Two California counties violated the Constitution’s right to keep and bear arms when they closed gun and ammunition stores in 2020 as non-essential businesses during the coronavirus pandemic, a court ruled Thursday. federal appeals court.

Los Angeles and Ventura county officials had separately won lower court decisions claiming that gun shops were not exempt from broader closure orders aimed at limiting the spread of the coronavirus at the start of the pandemic.

A three-judge panel of the 9th U.S. Circuit Court of Appeals overturned both lower court rulings.

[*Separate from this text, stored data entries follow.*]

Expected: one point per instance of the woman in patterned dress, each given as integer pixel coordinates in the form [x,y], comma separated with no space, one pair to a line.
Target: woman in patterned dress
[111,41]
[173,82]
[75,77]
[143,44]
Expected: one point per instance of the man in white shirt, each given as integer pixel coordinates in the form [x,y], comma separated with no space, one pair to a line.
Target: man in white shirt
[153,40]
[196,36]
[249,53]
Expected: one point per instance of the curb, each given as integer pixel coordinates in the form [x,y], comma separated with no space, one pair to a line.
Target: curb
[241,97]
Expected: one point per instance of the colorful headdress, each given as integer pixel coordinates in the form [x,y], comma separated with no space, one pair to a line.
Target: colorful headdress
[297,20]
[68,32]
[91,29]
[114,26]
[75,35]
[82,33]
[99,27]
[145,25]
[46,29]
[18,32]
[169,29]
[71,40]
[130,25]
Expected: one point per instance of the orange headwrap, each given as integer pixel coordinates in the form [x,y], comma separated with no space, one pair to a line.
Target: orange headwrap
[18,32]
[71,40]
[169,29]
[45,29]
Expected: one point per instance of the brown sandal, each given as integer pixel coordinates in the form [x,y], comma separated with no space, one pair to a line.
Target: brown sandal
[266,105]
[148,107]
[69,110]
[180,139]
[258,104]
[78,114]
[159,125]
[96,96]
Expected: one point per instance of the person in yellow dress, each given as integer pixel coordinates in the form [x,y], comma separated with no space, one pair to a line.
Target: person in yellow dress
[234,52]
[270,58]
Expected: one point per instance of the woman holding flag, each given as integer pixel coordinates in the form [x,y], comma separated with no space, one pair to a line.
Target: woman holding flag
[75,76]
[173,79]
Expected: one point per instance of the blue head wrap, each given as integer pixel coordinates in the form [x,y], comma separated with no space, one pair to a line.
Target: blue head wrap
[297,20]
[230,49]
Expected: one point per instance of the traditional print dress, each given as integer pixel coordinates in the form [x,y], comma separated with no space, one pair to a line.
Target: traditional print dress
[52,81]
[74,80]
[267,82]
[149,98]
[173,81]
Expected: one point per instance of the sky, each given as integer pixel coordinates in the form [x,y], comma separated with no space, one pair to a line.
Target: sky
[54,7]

The Second Amendment “means nothing if the government can prohibit any person from acquiring a firearm or ammunition,” Judge Lawrence VanDyke wrote. “But that’s what happened in this case.”

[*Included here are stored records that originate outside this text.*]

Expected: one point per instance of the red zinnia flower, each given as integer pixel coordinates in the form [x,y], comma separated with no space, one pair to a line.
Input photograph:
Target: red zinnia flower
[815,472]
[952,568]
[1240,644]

Since buyers can only obtain guns by personally visiting gun stores in California, the 48-day closure of gun stores, ammunition stores, and gun ranges in Ventura County” has totally prevented the county’s law-abiding citizens from realizing their right to own and bear arms,” he wrote.

This, he noted, as bike shops were among those allowed to remain open as essential businesses. The panel adopted the same reasoning in the Los Angeles County case, although the closure there lasted 11 days.

The ruling says governments “cannot use a crisis to trample on citizens’ constitutional rights,” said Michael Jean, director of the National Rifle Association’s litigation attorneys’ office that prosecuted the Los Angeles County case. . He also sued Alameda, Contra Costa, Santa Clara and San Mateo counties over their Northern California restrictions, but the latter three were dismissed from trial when they revoked their ordinances.

Similar restrictions have been imposed in 10 other states, according to the Gun Policy Coalition, another gun owner rights group that sued: Connecticut, Georgia, Massachusetts, Michigan, Mississippi, New Jersey, New Mexico, New York, North Carolina and Virginia.

Three gun owner rights groups and several individuals and companies had sought to overturn lower California court rulings.

Ventura County “believes the case was properly decided at the district court level and is disappointed with the decision of the three-judge panel,” county spokeswoman Ashley Bautista said in an email. . Officials are reviewing the decision and “evaluating our options and next steps.”

Los Angeles County Sheriff Alex Villanueva and Los Angeles Mayor Eric Garcetti, named as plaintiffs in the case, did not immediately comment.

Losing parties can usually ask the full 9th ​​Circuit to review the decision of the three justices or go to the Supreme Court of the United States. The country’s high court has been found to be more favorable to gun owners in recent years.

Firearms Policy Coalition vice president of programs Adam Kraut said in a statement that the cases resulted “when authoritarian governments used COVID as an excuse to attack Second Amendment rights.”

The 9th Circuit advisories “support our claims that the COVID closures of gun stores and shooting ranges have violated the Second Amendment rights of Californians,” he said.